I want to create a class file dynamically. Here it goes... With the given ResultSet, extracting the metadata I want to build a class file dynamically with getter and setter methods for all the columns that exist in ResultSet. Also I should be able to use this class file generated where ever I want in my later use. Can any body suggest me a better way to implement this. Also if any existing jar files available to implement this, that would be helpful.
Perhaps Apache Beanutils might suit your requirements?
See the section on Dynabeans
In particular:
3.3 ResultSetDynaClass (Wraps ResultSet in DynaBeans)
A very common use case for DynaBean APIs is to wrap other collections of "stuff" that do not normally present themselves as JavaBeans. One of the most common collections that would be nice to wrap is the java.sql.ResultSet that is returned when you ask a JDBC driver to perform a SQL SELECT statement. Commons BeanUtils offers a standard mechanism for making each row of the result set visible as a DynaBean, which you can utilize as shown in this example:
Connection conn = ...;
Statement stmt = conn.createStatement();
ResultSet rs = stmt.executeQuery
("select account_id, name from customers");
Iterator rows = (new ResultSetDynaClass(rs)).iterator();
while (rows.hasNext()) {
DynaBean row = (DynaBean) rows.next();
System.out.println("Account number is " +
row.get("account_id") +
" and name is " + row.get("name"));
}
rs.close();
stmt.close();
3.4 RowSetDynaClass (Disconnected ResultSet as DynaBeans)

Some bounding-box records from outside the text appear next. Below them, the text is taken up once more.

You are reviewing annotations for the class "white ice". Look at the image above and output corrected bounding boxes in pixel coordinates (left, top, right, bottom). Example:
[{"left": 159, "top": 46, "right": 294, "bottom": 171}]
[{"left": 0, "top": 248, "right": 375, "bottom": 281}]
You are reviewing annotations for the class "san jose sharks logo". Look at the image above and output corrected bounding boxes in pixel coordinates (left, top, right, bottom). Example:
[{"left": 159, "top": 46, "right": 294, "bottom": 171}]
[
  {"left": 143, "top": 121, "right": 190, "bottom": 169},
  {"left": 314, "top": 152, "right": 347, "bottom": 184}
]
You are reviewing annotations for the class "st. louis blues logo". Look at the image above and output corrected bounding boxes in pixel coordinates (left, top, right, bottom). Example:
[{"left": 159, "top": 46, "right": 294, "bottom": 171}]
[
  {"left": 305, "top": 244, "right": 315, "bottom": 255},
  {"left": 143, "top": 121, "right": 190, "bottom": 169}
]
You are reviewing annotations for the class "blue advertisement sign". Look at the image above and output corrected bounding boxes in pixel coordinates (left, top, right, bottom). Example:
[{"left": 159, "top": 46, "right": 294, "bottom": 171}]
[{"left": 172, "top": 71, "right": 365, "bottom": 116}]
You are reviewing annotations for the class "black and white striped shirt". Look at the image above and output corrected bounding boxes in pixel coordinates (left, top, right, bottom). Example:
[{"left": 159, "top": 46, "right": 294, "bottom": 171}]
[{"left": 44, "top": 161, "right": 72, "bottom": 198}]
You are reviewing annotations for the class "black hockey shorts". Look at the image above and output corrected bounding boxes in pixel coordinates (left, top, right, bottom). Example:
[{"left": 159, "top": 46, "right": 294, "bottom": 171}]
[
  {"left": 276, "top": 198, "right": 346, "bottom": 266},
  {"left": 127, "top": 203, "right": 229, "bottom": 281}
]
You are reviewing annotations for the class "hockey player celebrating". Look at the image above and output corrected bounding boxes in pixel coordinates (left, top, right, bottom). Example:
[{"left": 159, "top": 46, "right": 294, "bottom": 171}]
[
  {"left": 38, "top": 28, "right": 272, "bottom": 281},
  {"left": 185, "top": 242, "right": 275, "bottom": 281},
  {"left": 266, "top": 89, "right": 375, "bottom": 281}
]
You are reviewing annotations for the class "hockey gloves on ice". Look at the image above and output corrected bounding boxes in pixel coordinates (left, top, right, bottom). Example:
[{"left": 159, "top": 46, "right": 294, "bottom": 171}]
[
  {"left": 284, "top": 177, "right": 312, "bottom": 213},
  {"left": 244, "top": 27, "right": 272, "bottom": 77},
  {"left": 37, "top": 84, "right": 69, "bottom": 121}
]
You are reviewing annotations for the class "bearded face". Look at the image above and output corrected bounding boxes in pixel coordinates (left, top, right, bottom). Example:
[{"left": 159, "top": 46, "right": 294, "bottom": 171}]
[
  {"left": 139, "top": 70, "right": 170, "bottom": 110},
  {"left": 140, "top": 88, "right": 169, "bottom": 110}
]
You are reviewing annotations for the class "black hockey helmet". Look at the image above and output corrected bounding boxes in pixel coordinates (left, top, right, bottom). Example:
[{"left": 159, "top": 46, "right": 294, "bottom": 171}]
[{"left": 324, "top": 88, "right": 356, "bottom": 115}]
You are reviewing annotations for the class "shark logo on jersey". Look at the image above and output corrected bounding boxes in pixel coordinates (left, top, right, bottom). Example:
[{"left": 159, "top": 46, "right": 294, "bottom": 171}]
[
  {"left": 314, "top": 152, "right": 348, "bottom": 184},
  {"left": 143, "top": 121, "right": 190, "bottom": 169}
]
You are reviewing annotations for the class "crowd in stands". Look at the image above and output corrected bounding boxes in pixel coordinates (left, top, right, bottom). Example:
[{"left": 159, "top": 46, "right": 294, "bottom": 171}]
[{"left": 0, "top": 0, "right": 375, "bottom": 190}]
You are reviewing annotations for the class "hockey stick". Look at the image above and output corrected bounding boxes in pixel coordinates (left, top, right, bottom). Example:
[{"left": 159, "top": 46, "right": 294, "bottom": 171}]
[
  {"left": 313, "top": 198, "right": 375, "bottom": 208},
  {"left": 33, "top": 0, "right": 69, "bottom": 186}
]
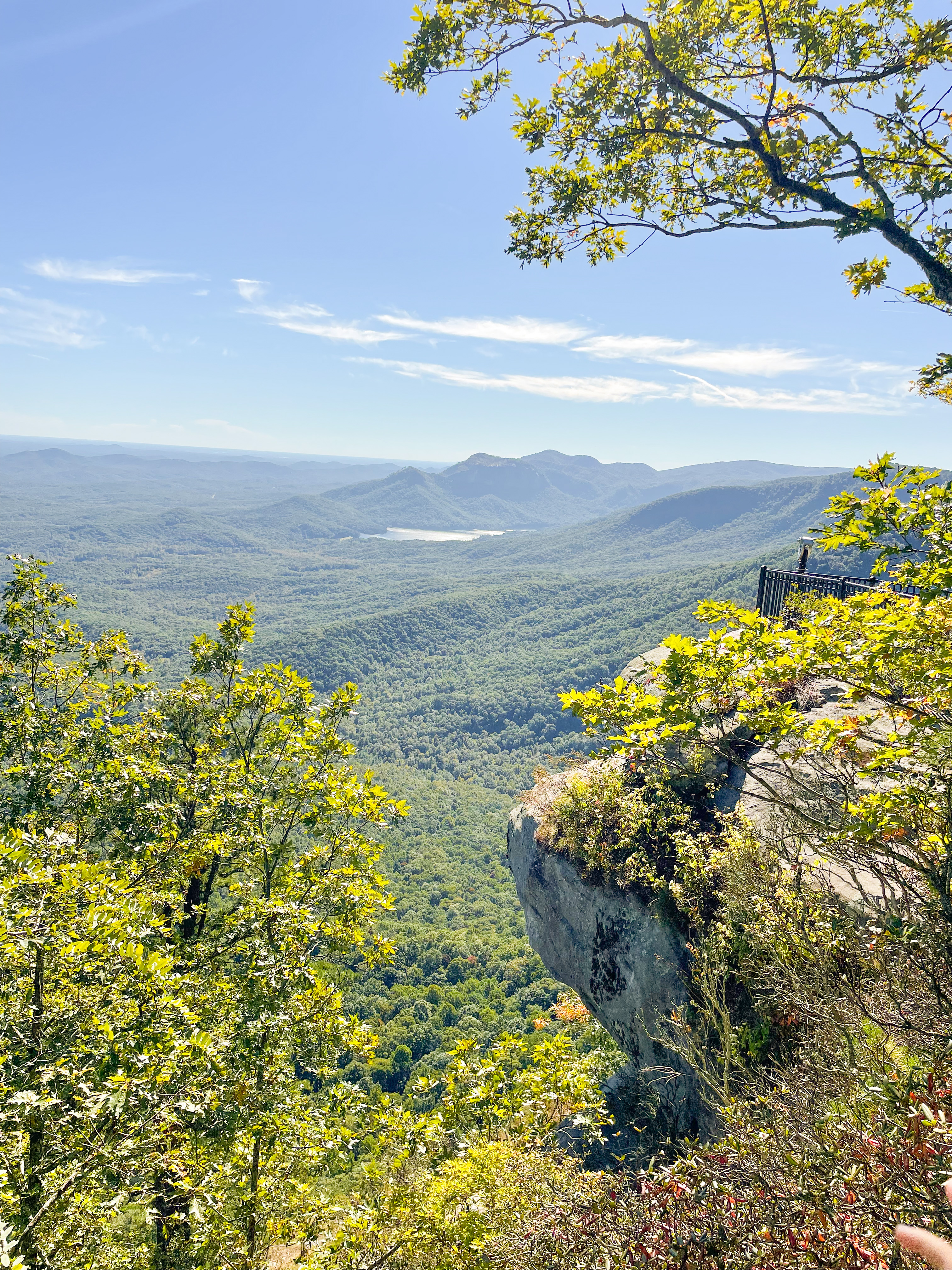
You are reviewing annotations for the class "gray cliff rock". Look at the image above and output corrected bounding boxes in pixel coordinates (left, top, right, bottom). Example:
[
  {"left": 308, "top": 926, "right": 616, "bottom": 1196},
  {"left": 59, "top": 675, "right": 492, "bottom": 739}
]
[{"left": 508, "top": 779, "right": 711, "bottom": 1138}]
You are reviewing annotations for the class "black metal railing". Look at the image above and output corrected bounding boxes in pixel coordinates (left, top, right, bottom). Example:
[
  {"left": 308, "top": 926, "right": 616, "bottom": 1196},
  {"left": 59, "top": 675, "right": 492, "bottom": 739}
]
[{"left": 756, "top": 565, "right": 916, "bottom": 617}]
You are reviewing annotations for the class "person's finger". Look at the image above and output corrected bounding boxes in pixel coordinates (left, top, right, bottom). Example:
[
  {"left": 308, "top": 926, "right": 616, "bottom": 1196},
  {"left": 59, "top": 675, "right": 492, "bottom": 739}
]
[{"left": 896, "top": 1219, "right": 952, "bottom": 1270}]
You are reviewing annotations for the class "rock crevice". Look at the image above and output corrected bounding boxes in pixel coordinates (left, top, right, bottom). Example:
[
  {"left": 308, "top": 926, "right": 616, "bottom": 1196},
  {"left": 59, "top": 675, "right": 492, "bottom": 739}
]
[{"left": 508, "top": 803, "right": 710, "bottom": 1137}]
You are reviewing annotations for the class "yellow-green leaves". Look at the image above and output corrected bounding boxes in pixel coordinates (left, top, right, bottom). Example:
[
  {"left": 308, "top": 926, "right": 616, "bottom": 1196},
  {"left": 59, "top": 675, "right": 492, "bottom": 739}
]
[
  {"left": 814, "top": 455, "right": 952, "bottom": 599},
  {"left": 386, "top": 0, "right": 952, "bottom": 371}
]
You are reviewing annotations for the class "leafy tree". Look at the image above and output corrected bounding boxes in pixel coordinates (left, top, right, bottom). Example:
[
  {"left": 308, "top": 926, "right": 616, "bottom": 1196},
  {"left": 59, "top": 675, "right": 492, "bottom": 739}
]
[
  {"left": 0, "top": 560, "right": 405, "bottom": 1270},
  {"left": 387, "top": 0, "right": 952, "bottom": 399},
  {"left": 562, "top": 456, "right": 952, "bottom": 1040}
]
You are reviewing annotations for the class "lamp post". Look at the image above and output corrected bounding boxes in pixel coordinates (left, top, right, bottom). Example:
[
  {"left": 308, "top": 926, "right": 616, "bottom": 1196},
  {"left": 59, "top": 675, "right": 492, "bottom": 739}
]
[{"left": 797, "top": 539, "right": 814, "bottom": 573}]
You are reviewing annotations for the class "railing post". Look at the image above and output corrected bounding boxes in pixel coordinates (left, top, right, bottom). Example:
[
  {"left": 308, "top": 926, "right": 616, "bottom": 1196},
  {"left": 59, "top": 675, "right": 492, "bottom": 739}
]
[{"left": 756, "top": 564, "right": 767, "bottom": 613}]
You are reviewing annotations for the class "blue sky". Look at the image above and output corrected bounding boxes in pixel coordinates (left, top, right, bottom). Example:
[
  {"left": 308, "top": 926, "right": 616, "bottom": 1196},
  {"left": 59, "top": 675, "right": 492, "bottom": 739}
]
[{"left": 0, "top": 0, "right": 952, "bottom": 467}]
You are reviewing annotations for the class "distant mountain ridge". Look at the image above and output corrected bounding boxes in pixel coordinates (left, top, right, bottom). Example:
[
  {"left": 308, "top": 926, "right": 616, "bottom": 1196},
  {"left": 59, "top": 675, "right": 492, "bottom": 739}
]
[
  {"left": 322, "top": 449, "right": 838, "bottom": 532},
  {"left": 0, "top": 447, "right": 835, "bottom": 537}
]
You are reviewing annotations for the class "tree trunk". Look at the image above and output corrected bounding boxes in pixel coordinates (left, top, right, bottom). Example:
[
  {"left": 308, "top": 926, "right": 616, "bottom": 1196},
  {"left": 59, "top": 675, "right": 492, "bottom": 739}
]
[
  {"left": 245, "top": 1063, "right": 264, "bottom": 1270},
  {"left": 16, "top": 945, "right": 46, "bottom": 1267}
]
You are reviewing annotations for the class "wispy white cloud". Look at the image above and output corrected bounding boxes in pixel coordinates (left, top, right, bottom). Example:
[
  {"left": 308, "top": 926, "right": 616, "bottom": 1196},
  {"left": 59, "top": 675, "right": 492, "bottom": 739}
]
[
  {"left": 245, "top": 305, "right": 405, "bottom": 344},
  {"left": 0, "top": 0, "right": 212, "bottom": 66},
  {"left": 376, "top": 314, "right": 824, "bottom": 376},
  {"left": 0, "top": 287, "right": 104, "bottom": 348},
  {"left": 352, "top": 357, "right": 899, "bottom": 414},
  {"left": 374, "top": 314, "right": 589, "bottom": 344},
  {"left": 575, "top": 335, "right": 824, "bottom": 376},
  {"left": 231, "top": 278, "right": 269, "bottom": 305},
  {"left": 352, "top": 357, "right": 669, "bottom": 401},
  {"left": 27, "top": 258, "right": 198, "bottom": 287}
]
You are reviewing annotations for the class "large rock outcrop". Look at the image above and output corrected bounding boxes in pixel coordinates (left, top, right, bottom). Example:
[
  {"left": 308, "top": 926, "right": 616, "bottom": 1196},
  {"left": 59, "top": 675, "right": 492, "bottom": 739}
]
[{"left": 508, "top": 777, "right": 710, "bottom": 1138}]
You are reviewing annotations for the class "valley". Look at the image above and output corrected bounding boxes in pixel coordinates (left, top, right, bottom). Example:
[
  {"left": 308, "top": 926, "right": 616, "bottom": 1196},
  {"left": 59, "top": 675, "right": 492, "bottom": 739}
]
[{"left": 0, "top": 451, "right": 857, "bottom": 1088}]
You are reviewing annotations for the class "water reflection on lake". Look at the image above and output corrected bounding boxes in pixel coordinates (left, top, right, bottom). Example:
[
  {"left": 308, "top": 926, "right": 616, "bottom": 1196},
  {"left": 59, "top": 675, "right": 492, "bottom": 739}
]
[{"left": 360, "top": 527, "right": 505, "bottom": 542}]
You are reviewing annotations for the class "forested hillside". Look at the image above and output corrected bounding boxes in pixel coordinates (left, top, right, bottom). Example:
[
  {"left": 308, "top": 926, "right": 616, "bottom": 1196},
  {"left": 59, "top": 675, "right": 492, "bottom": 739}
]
[{"left": 1, "top": 452, "right": 863, "bottom": 1113}]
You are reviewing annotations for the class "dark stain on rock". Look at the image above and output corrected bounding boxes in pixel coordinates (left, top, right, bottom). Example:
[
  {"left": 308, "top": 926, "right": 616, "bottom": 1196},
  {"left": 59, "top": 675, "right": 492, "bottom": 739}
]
[{"left": 589, "top": 917, "right": 628, "bottom": 1002}]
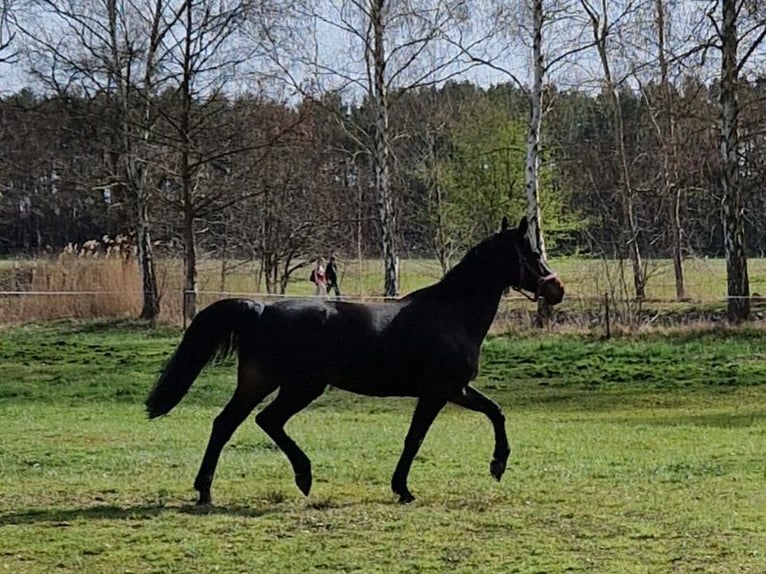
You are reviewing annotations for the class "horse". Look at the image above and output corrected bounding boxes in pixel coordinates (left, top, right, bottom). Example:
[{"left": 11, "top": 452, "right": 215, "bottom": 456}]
[{"left": 145, "top": 218, "right": 564, "bottom": 505}]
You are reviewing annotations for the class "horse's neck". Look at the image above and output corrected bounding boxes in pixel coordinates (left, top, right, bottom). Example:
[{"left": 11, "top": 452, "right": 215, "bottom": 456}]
[{"left": 437, "top": 268, "right": 505, "bottom": 344}]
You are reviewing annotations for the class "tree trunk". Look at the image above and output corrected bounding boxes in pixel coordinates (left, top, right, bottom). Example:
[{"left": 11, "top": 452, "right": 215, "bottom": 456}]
[
  {"left": 581, "top": 0, "right": 646, "bottom": 301},
  {"left": 655, "top": 0, "right": 686, "bottom": 301},
  {"left": 524, "top": 0, "right": 552, "bottom": 327},
  {"left": 134, "top": 200, "right": 160, "bottom": 321},
  {"left": 179, "top": 1, "right": 197, "bottom": 320},
  {"left": 370, "top": 0, "right": 399, "bottom": 297},
  {"left": 720, "top": 1, "right": 750, "bottom": 323}
]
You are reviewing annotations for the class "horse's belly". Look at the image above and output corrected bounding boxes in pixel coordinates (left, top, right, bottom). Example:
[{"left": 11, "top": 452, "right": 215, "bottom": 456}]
[{"left": 329, "top": 376, "right": 419, "bottom": 397}]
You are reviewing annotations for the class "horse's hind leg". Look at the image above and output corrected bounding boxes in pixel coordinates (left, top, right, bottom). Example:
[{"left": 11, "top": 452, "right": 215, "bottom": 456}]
[
  {"left": 450, "top": 386, "right": 511, "bottom": 486},
  {"left": 194, "top": 359, "right": 277, "bottom": 504},
  {"left": 255, "top": 385, "right": 325, "bottom": 496},
  {"left": 391, "top": 398, "right": 447, "bottom": 504}
]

Although ResultSetDynaClass is a very useful technique for representing the results of an SQL query as a series of DynaBeans, an important problem is that the underlying ResultSet must remain open throughout the period of time that the rows are being processed by your application. This hinders the ability to use ResultSetDynaClass as a means of communicating information from the model layer to the view layer in a model-view-controller architecture such as that provided by the Struts Framework, because there is no easy mechanism to assure that the result set is finally closed (and the underlying Connection returned to its connection pool, if you are using one).
The RowSetDynaClass class represents a different approach to this problem. When you construct such an instance, the underlying data is copied into a set of in-memory DynaBeans that represent the result. The advantage of this technique, of course, is that you can immediately close the ResultSet (and the corresponding Statement), normally before you even process the actual data that was returned. The disadvantage, of course, is that you must pay the performance and memory costs of copying the result data, and the result data must fit entirely into available heap memory. For many environments (particularly in web applications), this tradeoff is usually quite beneficial.
As an additional benefit, the RowSetDynaClass class is defined to implement java.io.Serializable, so that it (and the DynaBeans that correspond to each row of the result) can be conveniently serialized and deserialized (as long as the underlying column values are also Serializable). Thus, RowSetDynaClass represents a very convenient way to transmit the results of an SQL query to a remote Java-based client application (such as an applet).
The thing is though - from the sounds of your situation, I understand that you want to create this class at runtime, based on the contents of a ResultSet that you just got back from a database query. This is all well and good, and can be done with bytecode manipulation.
However, what benefit do you perceive you will get from this? Your other code will not be able to call any methods on this class (because it did not exist when they were compiled), and consequently the only way to actually use this generated class would be either via reflection or via methods on its parent class or implemented interfaces (I'm going to assume it would extend ResultSet). You can do the latter without bytecode weaving (look at dynamic proxies for arbitrary runtime implementations of an interface), and if you're doing the former, I don't see how having a class and mechanically calling the getFoo
method through reflection is better than just calling resultSet.getString("foo")
- it will be slower, more clunky and less type-safe.
So - are you sure you really want to create a class to achieve your goal?